Il WSJ concede ai due gruppi solo parte di quanto emerso: da tempo Google ed Apple avrebbero infatti ammesso di raccogliere i dati provenienti dagli smartphone per costruire un grande database degli hot-spot Wi-Fi disponibili, ma al tempo stesso la dinamica adoperata sarebbe oggi eccessivamente invasiva poiché tale da consentire l’identificazione del singolo utente. Si va dunque ben oltre la semplice mappatura degli hotspot e soprattutto v’è l’identificatore unico del device a gettare una forte ombra di sospetto sull’attività identificata da Samy Karmar.

Apple, in una lettera di risposta ai rappresentanti repubblicani Edward Market e Joe Barton, ha in passato esplicato le proprie modalità di raccolta dei dati sulle reti Wi-Fi spiegando di archiviare il Mac Address e non il SSID dell’hotspot, mentre dell’utente si registra la posizione soltanto quando quest’ultimo ha autorizzato i servizi di geolocalizzazione. La lettera esclude però la raccolta di ogni informazione relativa all’utente ed al device univoco; le informazioni sarebbero archiviate su server Apple e nessun altro vi avrebbe accesso. La lettera è datata 12 luglio 2010, ma a distanza di quasi un anno tali informazioni sono messe in discussione dalle nuove evidenze che smentiscono in parte (nella sua parte fondamentale) quanto indicato dalle due aziende nel recente passato.

Apple e Google hanno forte interesse sul settore, il che suggerisce la motivazione alla base del possibile dolo: identificare con precisione la posizione dell’utente significa riuscire ad offrire pubblicità e servizi mirati, sfruttando inoltre i dati storici per costruire un profilo più dettagliato dell’utenza che si intende monetizzare. Significa sapere se un utente è a casa o al lavoro, nelle vie dello shopping o in una zona lontana da un centro abitato: ognuno di questi contesti genera esigenze e stati d’animo differenti, consentendo così il tracciamento di un profilo dinamico a cui proporre advertising, deal, servizi, notifiche e quant’altro. Tutto ciò rappresenta il valore aggiunto che i due gruppi intendono ottenere dalla propria posizione sul mercato (va ricordato che iOS rappresenti oggi in Europa il 12% dell’utenza mobile ed Android il 5% circa, con quote in forte crescita), ma il modo in cui i dati sono stati raccolti all’insaputa dell’utenza rappresenta qualcosa che andrà ora approfondito e verificato ulteriormente.

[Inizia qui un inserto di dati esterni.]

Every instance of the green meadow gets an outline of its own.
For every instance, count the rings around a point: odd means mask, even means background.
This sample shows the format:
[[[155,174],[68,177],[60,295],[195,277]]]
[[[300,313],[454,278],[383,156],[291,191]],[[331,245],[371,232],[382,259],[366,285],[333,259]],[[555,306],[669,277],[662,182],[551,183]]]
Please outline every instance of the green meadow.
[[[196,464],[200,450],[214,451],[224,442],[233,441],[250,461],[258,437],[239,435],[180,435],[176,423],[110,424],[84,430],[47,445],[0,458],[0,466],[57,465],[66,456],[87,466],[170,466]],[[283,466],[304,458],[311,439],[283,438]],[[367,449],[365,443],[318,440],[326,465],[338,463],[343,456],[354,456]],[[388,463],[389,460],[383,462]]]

Da Mountain View e Cupertino non giungono al momento commenti su quanto denunciato dal Wall Street Journal. Le accuse sono però del tutto circostanziate, il che imporrà una chiara ed immediata presa di posizione in difesa di quanto operato con Android ed iOS.

Update
Screenshot da Android“Google location service provides applications with your approximate location without using GPS”: con questo messaggio Google avverte gli utenti Android della possibilità di abilitare o disabilitare Google Location, abilitando o disabilitando di conseguenza l’invio di informazioni ai server remoti. Google spiega infatti di utilizzare sì le informazioni provenienti dallo smartphone, ma in forma anonima (viene identificato il device, non la persona) ed in ogni caso soltanto su esplicita richiesta da parte dell’utente (il quale può trarre vantaggio da questo sistema poiché ottiene risposte e servizi personalizzati). La posizione di Google è pertanto esplicita: «L’interesse del motore di ricerca é fornire servizi utili e in mobilità questi sono spesso legati al luogo in cui ci troviamo, tuttavia a monte ci deve essere il consenso dell’individuo, che in ogni caso non può essere identificato personalmente».